統合的なアプローチがカギに
――御社から見て、SNSプラットフォームで生活者にアプローチする際に気を付けるべきポイントはありますか。
広告に関しては、ターゲットのSNS利用頻度と時間を把握して出稿していくことが重要です。加えて、広告以外でのアプローチも求められます。SNS利用者にとって、広告以外のコンテンツを視聴している時間が大半を占めることになります。そのため、企業自身が公式アカウントを運営して顧客とつながったり、インフルエンサーを起用してメッセージを届けたりと、統合的なプランニングが求められていると感じています。
また、統合的なプランニングを行う上で、社内組織の連携が重要だと思います。企業の中には、広告を担当している部署と、公式アカウントの運用を行う部署が別で連携できていないケースもあります。生活者からすると、広告も公式アカウントの投稿も同じ企業・ブランドからのメッセージに見えるので、統一しておくべきです。

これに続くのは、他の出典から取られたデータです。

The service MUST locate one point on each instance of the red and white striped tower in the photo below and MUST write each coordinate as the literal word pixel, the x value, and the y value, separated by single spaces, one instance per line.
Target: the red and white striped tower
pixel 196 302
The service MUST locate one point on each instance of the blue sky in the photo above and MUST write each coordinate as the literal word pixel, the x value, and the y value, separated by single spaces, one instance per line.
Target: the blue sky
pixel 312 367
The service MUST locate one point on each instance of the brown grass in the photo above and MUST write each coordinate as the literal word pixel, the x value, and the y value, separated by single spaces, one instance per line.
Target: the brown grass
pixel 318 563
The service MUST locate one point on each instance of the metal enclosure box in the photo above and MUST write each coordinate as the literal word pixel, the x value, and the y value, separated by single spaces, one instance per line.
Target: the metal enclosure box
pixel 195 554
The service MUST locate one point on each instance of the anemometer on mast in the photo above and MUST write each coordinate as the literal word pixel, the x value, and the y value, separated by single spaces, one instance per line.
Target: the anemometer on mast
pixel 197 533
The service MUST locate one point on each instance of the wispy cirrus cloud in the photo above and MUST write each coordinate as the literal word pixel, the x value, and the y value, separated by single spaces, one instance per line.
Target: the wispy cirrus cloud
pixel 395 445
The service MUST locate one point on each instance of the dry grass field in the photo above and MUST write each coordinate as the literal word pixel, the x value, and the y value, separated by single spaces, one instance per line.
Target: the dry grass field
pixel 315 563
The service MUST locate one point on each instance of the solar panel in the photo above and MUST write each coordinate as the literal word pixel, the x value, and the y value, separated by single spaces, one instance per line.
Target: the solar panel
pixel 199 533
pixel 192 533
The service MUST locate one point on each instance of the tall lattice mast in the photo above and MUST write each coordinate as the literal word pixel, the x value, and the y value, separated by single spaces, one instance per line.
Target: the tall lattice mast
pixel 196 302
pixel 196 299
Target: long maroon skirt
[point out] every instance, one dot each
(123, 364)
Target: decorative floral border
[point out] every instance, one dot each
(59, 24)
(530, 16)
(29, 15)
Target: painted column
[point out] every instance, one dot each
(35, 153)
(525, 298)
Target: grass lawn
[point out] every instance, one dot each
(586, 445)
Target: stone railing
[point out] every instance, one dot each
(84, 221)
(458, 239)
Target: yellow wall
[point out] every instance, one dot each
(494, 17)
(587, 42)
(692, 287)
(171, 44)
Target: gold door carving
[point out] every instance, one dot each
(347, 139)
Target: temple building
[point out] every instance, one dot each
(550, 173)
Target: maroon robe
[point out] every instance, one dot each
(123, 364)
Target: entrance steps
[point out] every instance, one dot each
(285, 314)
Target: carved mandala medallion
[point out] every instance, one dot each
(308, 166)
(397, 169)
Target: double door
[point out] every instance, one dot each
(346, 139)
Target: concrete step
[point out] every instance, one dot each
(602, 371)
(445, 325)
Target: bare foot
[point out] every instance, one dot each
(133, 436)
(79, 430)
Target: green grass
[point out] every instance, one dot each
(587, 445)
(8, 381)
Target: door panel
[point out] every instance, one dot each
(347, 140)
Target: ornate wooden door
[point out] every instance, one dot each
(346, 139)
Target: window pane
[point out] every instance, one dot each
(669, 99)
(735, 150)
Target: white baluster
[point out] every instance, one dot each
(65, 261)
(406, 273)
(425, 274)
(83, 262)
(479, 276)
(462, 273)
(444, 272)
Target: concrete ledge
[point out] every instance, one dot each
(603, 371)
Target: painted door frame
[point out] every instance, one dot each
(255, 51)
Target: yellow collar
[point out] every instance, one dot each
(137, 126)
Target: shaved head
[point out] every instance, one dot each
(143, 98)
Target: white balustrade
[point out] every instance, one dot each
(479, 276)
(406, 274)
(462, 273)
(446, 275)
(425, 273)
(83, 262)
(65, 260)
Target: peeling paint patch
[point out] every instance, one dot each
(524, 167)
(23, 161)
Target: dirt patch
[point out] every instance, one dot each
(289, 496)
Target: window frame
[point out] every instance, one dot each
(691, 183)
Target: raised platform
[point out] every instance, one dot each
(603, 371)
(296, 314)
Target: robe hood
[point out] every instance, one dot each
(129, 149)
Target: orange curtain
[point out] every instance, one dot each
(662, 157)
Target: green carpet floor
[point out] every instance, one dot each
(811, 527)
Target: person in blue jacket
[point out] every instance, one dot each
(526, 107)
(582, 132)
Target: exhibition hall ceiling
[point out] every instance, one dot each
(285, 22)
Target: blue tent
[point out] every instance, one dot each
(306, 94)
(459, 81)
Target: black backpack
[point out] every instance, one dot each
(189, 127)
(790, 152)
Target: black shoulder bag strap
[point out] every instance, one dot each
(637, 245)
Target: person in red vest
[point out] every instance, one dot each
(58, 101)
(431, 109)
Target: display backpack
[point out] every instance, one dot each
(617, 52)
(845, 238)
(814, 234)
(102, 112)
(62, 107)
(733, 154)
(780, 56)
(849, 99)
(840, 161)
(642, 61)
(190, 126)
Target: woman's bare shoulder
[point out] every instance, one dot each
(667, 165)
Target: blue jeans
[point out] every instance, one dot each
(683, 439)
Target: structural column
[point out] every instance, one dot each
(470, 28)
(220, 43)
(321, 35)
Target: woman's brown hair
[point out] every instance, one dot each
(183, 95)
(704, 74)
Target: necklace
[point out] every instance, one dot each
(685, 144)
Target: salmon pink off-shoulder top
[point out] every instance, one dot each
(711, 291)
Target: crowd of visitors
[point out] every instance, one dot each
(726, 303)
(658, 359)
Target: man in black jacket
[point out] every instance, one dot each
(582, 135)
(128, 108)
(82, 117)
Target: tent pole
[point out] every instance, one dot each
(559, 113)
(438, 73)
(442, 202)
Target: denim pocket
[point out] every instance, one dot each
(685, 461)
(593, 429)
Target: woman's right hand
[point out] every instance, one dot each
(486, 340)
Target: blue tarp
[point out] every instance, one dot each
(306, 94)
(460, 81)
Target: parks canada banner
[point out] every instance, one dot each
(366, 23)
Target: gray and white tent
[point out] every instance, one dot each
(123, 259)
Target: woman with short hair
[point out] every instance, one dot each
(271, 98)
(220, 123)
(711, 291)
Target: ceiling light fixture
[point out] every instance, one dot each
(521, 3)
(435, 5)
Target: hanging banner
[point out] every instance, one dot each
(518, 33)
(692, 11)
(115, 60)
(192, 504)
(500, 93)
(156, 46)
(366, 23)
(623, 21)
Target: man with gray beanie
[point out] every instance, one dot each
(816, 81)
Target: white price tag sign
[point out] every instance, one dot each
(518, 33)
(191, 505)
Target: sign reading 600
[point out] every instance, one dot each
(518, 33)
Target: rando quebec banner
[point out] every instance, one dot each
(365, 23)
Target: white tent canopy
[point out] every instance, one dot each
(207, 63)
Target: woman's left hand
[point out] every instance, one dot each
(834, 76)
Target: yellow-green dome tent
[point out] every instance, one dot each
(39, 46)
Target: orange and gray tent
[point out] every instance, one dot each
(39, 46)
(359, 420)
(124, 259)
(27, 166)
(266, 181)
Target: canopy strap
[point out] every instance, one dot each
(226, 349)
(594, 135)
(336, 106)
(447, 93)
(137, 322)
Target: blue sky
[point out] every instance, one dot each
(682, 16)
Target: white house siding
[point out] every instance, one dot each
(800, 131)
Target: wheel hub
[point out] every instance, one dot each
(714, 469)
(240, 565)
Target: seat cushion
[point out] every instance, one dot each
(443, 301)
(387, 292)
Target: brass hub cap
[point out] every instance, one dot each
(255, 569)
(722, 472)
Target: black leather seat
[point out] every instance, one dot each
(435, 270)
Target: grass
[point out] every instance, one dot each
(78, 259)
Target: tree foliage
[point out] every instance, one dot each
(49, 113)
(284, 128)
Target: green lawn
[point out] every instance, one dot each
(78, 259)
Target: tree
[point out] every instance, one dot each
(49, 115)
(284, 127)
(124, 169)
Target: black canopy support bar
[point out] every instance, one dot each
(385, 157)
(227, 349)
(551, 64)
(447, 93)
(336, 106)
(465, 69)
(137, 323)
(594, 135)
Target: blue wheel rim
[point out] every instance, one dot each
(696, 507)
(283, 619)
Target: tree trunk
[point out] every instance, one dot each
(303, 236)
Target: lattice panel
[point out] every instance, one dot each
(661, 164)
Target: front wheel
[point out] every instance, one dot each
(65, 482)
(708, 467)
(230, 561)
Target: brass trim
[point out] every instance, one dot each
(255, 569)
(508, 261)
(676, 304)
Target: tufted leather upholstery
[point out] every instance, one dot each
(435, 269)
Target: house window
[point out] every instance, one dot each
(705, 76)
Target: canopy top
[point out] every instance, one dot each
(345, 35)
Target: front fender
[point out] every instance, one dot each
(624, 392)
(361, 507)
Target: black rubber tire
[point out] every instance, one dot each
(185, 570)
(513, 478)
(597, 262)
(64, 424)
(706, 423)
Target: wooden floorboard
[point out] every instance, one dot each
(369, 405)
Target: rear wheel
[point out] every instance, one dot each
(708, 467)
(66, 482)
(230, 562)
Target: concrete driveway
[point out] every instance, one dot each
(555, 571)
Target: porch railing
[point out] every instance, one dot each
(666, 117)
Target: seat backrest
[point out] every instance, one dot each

さらに、データに関する規制強化にともない、各SNSプラットフォーム独自のデータで広告配信を行っていくようになると考えています。そのため、人数や利用頻度以外の各プラットフォームの特性を理解し、目的の達成に必要なものを選択することが必要です。
SNSはより長時間アプローチできる場所に
――今後SNSは企業によってどのような存在になると思いますか。
SNSに関しては、徐々に上の世代の利用者が増えていく余地があると思います。各SNSプラットフォームもユーザー増加に向けて様々な施策を仕掛けてくるでしょう。ただ、国内のユーザーが大きく増加する可能性は低いと考えています。
一方で、利用時間に関しては今後も大きく伸びていく可能性があります。Twitterは音声でライブ配信ができるスペースの提供を開始し、InstagramはリールやIGTVなど動画に関する機能を拡充しています。すでにZ世代はスマートフォン利用時間のうち24%をSNSに使っていますが、他の世代でもSNSが利用時間のシェアを奪っていく形となるでしょう。
企業にとっては、より深く、長いコミュニケーションを行える場所になっていくため、時間を軸にSNSプラットフォームを使い分けていくことが求められます。そして、リーチする人数よりも質的なエンゲージメントを重視していく流れになると思います。